Tuesday, July 5, 2011

So the sermon was on Jonah….


Over the 4th of July weekend Brad and I went out to NJ to visit his family.  Things have been kind of rocky.  Not in a drastic way, just in a we are looking out for ourselves selfish way.  Therefore, nothing ever “goes right”.  I offered up prayers to God these past few months in a repetitive way in a “God, please help me, please help us our  marriage, make it better” To be honest sometimes I just expect Him to go and wave a magic wand and make it all “alright” instead of sending trails and tribulations along the way to refine us.   Once again, to be honest my faith has never felt so weak and dry before. The other day I was crying and telling Brad how upset I was that I didn’t get to spend time with him in a while.  He sat there asking me to get up and I refused being so stubborn, I just laid there and soaked in my own misery, and he said “You are crying because you don’t spend time with me yet, right now I am asking you to spend time with me and your choosing to just stay here and cry.”How many times have I cried out to God asking Him to make my faith stronger, make things clearer, provide strength, the list goes on and on…and yet while expecting the magic wand thing to happen, it doesn't. How can I sit on idle hands and expect things to change?  


So getting back to the main story line, we were in NJ. We step into Sharptown Church and I grab a bulletin. I open it up and see the sermon title “Running from God” a series in Jonah. Wow. I knew and know that when it comes to my selfishness and my wanting to keep this life as my own, I am running from God. Constantly…constantly.  
Jonah 1:1-
 1 The word of the LORD came to Jonah son of Amittai: 2 “Go to the great city of Nineveh and preach against it, because its wickedness has come up before me.”
 3 But Jonah ran away from the LORD and headed for Tarshish. He went down to Joppa, where he found a ship bound for that port. After paying the fare, he went aboard and sailed for Tarshish to flee from the LORD.

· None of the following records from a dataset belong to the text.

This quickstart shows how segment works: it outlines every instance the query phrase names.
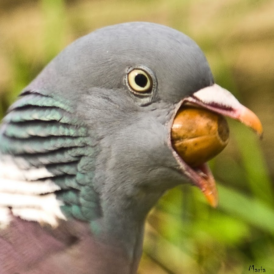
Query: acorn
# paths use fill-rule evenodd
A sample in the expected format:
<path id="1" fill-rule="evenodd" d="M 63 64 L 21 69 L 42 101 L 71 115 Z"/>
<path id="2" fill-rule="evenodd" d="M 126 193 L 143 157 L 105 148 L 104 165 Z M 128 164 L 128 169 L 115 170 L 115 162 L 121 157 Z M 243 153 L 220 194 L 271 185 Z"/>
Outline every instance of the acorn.
<path id="1" fill-rule="evenodd" d="M 171 129 L 173 148 L 193 167 L 220 153 L 227 145 L 229 135 L 227 123 L 222 116 L 193 107 L 181 107 Z"/>

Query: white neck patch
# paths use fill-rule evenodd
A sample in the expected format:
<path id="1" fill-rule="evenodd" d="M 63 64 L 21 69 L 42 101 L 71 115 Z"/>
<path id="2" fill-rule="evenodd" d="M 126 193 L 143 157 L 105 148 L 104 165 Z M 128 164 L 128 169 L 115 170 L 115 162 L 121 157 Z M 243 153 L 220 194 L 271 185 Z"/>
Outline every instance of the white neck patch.
<path id="1" fill-rule="evenodd" d="M 11 213 L 56 227 L 58 219 L 66 220 L 60 209 L 62 203 L 53 193 L 61 188 L 50 179 L 41 180 L 53 174 L 44 167 L 28 168 L 22 158 L 15 160 L 0 155 L 0 229 L 8 225 Z"/>

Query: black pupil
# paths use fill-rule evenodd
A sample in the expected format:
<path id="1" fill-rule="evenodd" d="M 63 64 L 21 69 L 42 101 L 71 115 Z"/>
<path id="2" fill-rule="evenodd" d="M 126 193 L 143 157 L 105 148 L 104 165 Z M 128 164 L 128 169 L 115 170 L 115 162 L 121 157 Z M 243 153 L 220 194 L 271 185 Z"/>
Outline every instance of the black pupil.
<path id="1" fill-rule="evenodd" d="M 139 73 L 134 78 L 137 85 L 141 87 L 145 87 L 147 84 L 147 78 L 143 74 Z"/>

Pastor Doug tied Jonah running away from God in so personally that it was almost uncomfortable to sit in my seat.  He noted that God told Jonah to go to Nineveh and Jonah said, no. Infact he went to the exact opposite of Nineveh and went to Tarshish.  He challenged us asking us what our “boat” was that we run to instead of running toward where God wants us to go.  I know God constantly tells me to look outside of my self and be more concerned about others, to actually give my whole heart and soul to Him and to give myself more to Brad instead of being so wrapped up in my self.  But I keep saying, No. No God, I’d rather just stay right here, infact I’d rather be so wrapped up in myself that I will forget about other peoples needs.  I will focus on all the little “problems” surrounding me.  There are later times in my life where I can look back and see that I am a Jonah, when I felt the Holy Spirit moving me to work with teen girls, I said no.  No God, I don’t even know what to say to them.  It is too awkward and too time consuming.  Or the youth group, God says preach the Gospel to these kids, work with them as unto me.  These are my children.  Care for them.  And yet, here I am again saying, God…it’s too hard, they don’t listen.  They don’t even want to be here, why should I?  

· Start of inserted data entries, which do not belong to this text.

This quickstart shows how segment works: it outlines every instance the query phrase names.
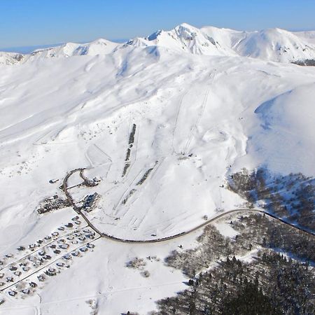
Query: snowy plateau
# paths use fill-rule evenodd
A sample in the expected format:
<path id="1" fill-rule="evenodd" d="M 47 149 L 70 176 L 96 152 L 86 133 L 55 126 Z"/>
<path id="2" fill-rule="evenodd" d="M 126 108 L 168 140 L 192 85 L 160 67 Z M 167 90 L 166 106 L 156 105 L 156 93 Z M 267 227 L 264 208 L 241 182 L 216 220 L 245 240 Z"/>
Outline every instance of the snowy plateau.
<path id="1" fill-rule="evenodd" d="M 314 60 L 315 31 L 187 24 L 0 52 L 0 314 L 144 314 L 184 290 L 164 259 L 248 207 L 231 175 L 314 183 Z"/>

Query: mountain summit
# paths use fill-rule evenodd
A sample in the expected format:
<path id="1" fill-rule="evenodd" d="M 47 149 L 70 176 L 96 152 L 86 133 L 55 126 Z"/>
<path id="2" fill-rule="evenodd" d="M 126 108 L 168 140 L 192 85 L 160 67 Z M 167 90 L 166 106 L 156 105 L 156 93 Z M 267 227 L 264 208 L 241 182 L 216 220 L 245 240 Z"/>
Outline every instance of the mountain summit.
<path id="1" fill-rule="evenodd" d="M 36 50 L 29 55 L 0 52 L 0 64 L 13 64 L 41 57 L 108 55 L 127 46 L 156 46 L 180 53 L 296 62 L 315 59 L 314 38 L 315 31 L 290 32 L 276 28 L 240 31 L 214 27 L 198 29 L 183 23 L 169 31 L 158 30 L 146 37 L 136 37 L 122 43 L 99 38 L 85 44 L 66 43 Z"/>

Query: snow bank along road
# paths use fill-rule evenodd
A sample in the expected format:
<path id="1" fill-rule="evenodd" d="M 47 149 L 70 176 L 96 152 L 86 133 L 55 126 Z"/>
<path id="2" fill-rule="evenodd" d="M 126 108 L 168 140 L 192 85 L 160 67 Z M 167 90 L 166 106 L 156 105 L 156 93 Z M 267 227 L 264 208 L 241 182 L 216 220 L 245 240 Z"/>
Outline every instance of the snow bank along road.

The sad part is, when we try and run from what God wants us to do, things only get worse.  There is no peace, things start going down hill, depression kicks in, life seems pointless.  Jonah for example, was in a boat to escape, the waves started to get crazy and they cast a lot to see which one of their “gods” were mad at them.  The lot landed on Jonah and he simply said, throw me overboard…


Jonah 1:10-12
10 This terrified them and they asked, “What have you done?” (They knew he was running away from the LORD, because he had already told them so.)
 11 The sea was getting rougher and rougher. So they asked him, “What should we do to you to make the sea calm down for us?”
 12 “Pick me up and throw me into the sea,” he replied, “and it will become calm. I know that it is my fault that this great storm has come upon you.”


At first they tried to keep him in the boat to spare his life, but eventually, as the sea just kept getting rougher, they threw him over.  Jonah then found himself in the belly of a fish. Things just kept going down hill.  Pastor Doug put it like this
When we decide to run away from what God wants us, we just keep going down, Jonah went down into a boat, down into the sea, down into the belly of a fish. We just keep going further down, down, and down.




The point in me explaining all of this, although I am not sure if I kept on track or if I kept on wandering, is that we can all be like Jonah.  But like I said earlier, it is a sermon SERIES, and just as God brought Jonah out of the belly of fish and into where he wanted Him to go, after Jonahs repenting heart in the belly of the fish, and Jonah went to Nineveh.  He wasn’t  extremely  happy about it, but he did go, and at the end of the chapter we see God put Jonah in his place, and I believe that God changed Jonah’s heart for His people that day. 
I can’t end this post telling you that I had a huge revelation Sunday and that everything is fixed, but I can tell you that steps are being made.  I don’t want to sit on idle hands and disobey God.  And I certainly don’t want to end up in the belly of a fish!